Herkes aynı şeyi söylüyordu: Her şey o kadar hızlı olmuştu ki, hiçbiri ne olduğunu anlamaya fırsat bulamamıştı. Bazıları tanrıların birbirleriyle yeniden savaşa girdiğini söylüyordu, ama bazıları da her şeyin tam burada, şu anda bulundukları şehirde başladığını söylüyordu.
Ancak hikayelerinde tek bir ortak nokta vardı, o da her şeyin başlamasından önce...
...insanlar ortadan kaybolmaya başlamıştı.
"Bu..." Buna ilk tepki veren Karina oldu, "...Babam."
"Gelecekten gelen kızın, çocuklarından birinin Hiçlik olduğunu söyledi,"
Karina fısıldadı.
"...Ama o sadece Machina değil miydi?" Bayan Pepondosovich, Karina'nın sözlerini duyunca kaşlarını kaldırdı.
Karina'nın sözlerini duyunca kaşlarını kaldırdı, "Gelecekten biri gibi mi davranıyordu?"

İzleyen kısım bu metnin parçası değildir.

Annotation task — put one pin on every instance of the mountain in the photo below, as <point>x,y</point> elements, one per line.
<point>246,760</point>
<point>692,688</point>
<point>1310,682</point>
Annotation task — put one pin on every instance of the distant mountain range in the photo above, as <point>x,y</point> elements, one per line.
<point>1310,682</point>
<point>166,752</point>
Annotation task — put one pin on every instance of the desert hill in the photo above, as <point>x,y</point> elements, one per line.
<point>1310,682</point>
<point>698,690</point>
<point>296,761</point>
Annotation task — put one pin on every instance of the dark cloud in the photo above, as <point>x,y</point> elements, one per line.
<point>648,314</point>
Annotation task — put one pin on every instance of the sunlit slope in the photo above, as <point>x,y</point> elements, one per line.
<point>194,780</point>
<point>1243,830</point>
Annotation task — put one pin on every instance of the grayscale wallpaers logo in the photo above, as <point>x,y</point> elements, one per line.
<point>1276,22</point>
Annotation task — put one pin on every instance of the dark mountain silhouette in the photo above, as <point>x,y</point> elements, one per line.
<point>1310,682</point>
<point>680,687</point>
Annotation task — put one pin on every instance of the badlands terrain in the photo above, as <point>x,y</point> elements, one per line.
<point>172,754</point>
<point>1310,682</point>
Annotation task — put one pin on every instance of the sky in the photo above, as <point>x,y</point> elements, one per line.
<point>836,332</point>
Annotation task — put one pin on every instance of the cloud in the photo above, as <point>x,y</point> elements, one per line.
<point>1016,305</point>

"Bilmiyorum..." Karina başını salladı, "Siktir... burada neler oluyor?
Lucy'nin yaptığı olabilir mi?"
"Bu gerçekten duygularımı incitti, sevgili ablam."
"!!!" Karina, Lucy gölgesinden çıkıp elinde bir
gül buketi tutuyordu. Ve başka kimseyi düşünmeden, hızla Diana'nın yanına yaklaştı
2'ye yaklaştı ve ona buketi verdi.
"Bir saat önce güzel büyükannemi gördüğüm için burada neler olduğunu bilmiyorum, ama bu senin için, diğer büyükannem," Lucy eğilerek gülümsedi ve
Diana 2'ye uzattı, "Senin en sevdiğin torunların."
"... Öyle misiniz?" Diana gözlerini kısarak baktı.
"Evet-Ugh"
"Oi!" Lucy sözünü bitiremeden, Bayan Pepondosovich aniden ona doğru atladı
ve kafasının arkasına vurdu, "Burada neler oluyor, ufaklık!?"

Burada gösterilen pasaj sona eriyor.